C. a. Par acte du 4 mars 2022, l’intéressée, représentée par un avocat, a interjeté recours par-devant la chambre de céans. Elle a conclu, sous suite de frais et dépens, à l’annulation de la décision entreprise et à ce que l’intimé soit condamné à lui verser une rente entière extraordinaire d’invalidité avec effet au
1er juillet 2021. La recourante a rappelé être née le 24 décembre 1998, être arrivée en Suisse le 6 avril 2016, soit à l’âge de 17 ans et 3 mois, et être devenue invalide à 100% en août 2018, comme retenu par l’intimée. À cette date, elle était âgée de 19 ans et 7 mois, et résidait en Suisse depuis 2 ans et 4 mois. Compte tenu de son statut (permis F), elle n’avait pas été autorisée à s’affilier à l’AVS/AI/APG, mais elle avait demandé son affiliation rétroactive au 1er janvier 2019 au vu de la reconnaissance de son invalidité. Selon elle, les conditions d’octroi étaient réalisées puisqu’elle était entrée en Suisse avant le 1er janvier suivant l’accomplissement de ses 20 ans révolus, qu’elle avait rempli dans son enfance, soit jusqu’à ses 20 ans, les conditions du droit aux mesures de réadaptation, notamment la condition de résidence. La rente extraordinaire ne pouvait être versée qu’une fois échu le délai de carence requis.

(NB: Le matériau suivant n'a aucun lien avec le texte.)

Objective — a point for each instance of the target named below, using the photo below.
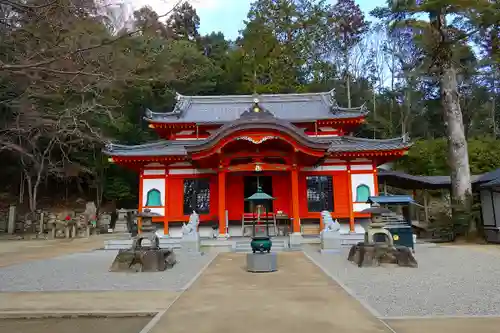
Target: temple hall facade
(216, 150)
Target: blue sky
(228, 15)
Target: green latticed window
(362, 193)
(154, 198)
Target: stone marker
(330, 236)
(190, 241)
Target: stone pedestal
(296, 240)
(191, 243)
(331, 242)
(121, 225)
(262, 262)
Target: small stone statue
(190, 238)
(191, 227)
(330, 224)
(331, 241)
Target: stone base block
(143, 260)
(190, 245)
(262, 262)
(331, 243)
(296, 240)
(366, 255)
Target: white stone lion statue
(192, 226)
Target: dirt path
(17, 252)
(297, 298)
(74, 325)
(85, 301)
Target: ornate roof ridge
(184, 103)
(403, 139)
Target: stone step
(244, 245)
(118, 244)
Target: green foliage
(64, 63)
(429, 157)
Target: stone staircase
(243, 245)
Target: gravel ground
(89, 272)
(448, 282)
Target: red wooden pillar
(141, 204)
(351, 201)
(295, 199)
(167, 205)
(222, 202)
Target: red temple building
(215, 149)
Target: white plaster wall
(149, 184)
(157, 210)
(357, 179)
(150, 172)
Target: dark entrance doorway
(250, 187)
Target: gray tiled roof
(223, 109)
(182, 147)
(349, 143)
(159, 148)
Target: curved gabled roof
(262, 120)
(223, 109)
(185, 147)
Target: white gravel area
(449, 281)
(90, 272)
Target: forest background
(75, 74)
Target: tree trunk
(347, 79)
(461, 189)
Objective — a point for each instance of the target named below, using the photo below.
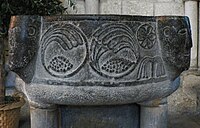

Dans la mesure où le droit à la rente prenait naissance au plus tôt à l’échéance d’une période de six mois à compter de la date à laquelle l’assuré a fait valoir son droit aux prestations, elle sollicitait une rente entière extraordinaire depuis le 1er juillet 2021, soit six mois après le dépôt de sa demande.

b. Par décision du 14 mars 2022, la recourante a été mise au bénéfice de l’assistance juridique avec effet au 21 févier 2022.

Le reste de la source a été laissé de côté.